Saturday 22 October 2011

WLAN Controller Discovery Best Practices

The methods that APs use to discovery the WLAN controller(s) in a Cisco environment are relatively well known. Andrew vonNagy has documented them quite thoroughly. Take a look at his post if you are not familiar with these methods.

Whilst Andrew has covered the details of how these discovery methods work I thought I would provide my best practices as to when you may use one method for controller discovery over another. As I have referenced Andrew's post, I will copy his list of discovery methods verbatim in order to maintain a blog post SOE ;).

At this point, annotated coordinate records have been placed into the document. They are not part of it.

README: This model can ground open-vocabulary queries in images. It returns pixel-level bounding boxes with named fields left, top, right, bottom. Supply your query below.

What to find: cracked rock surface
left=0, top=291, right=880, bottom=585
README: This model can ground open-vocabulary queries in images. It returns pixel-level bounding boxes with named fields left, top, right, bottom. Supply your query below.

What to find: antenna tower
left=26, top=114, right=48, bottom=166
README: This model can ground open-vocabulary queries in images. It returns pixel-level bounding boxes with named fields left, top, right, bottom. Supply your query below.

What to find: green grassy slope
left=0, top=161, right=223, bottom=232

WLAN controller discovery methods
1.       Broadcast on the local subnet
2.       Local NVRAM list of the previously joined controller, previous mobility group members, and administrator primed controller through the console
3.       Over the Air Provisioning (OTAP) (subsequently removed in version 6.0.170.0 code)
4.       DHCP Option 43 returned from the DHCP server
5.       DNS lookup for "CISCO-CAPWAP-CONTROLLER.localdomain"

Broadcast
I never rely on this method nor would I recommend it. I have encountered issues with its use though these may be bugs long since squashed, none the less I prefer not to rely on it. The only time I would consider it is if I the server team was not willing or able to modify DNS or DHCP in order to implement the DNS or DHCP discovery methods. Though you can bypass the server team and run DHCP on a router, this means you are likely not maintaining consistency with your SOE and additionally Option 43 on a router is quite messy. If the controller is on a different subnet to the APs you will need to configure an ip-helper. This will result in the WLAN controller receiving other forwarded protocols (by default this includes, TFTP, DNS, NETBIOS, DHCP, TACACS amongst a few others however these defaults can be disabled using 'no ip forward-protocol up <protocol>').

Local NVRAM or Primed
Whilst the APs can store details in NVRAM of controllers they have previously associated to, they have to get this information to begin with so this method is not going to work as your only method of discovery. In other words, know that it exists but use another method.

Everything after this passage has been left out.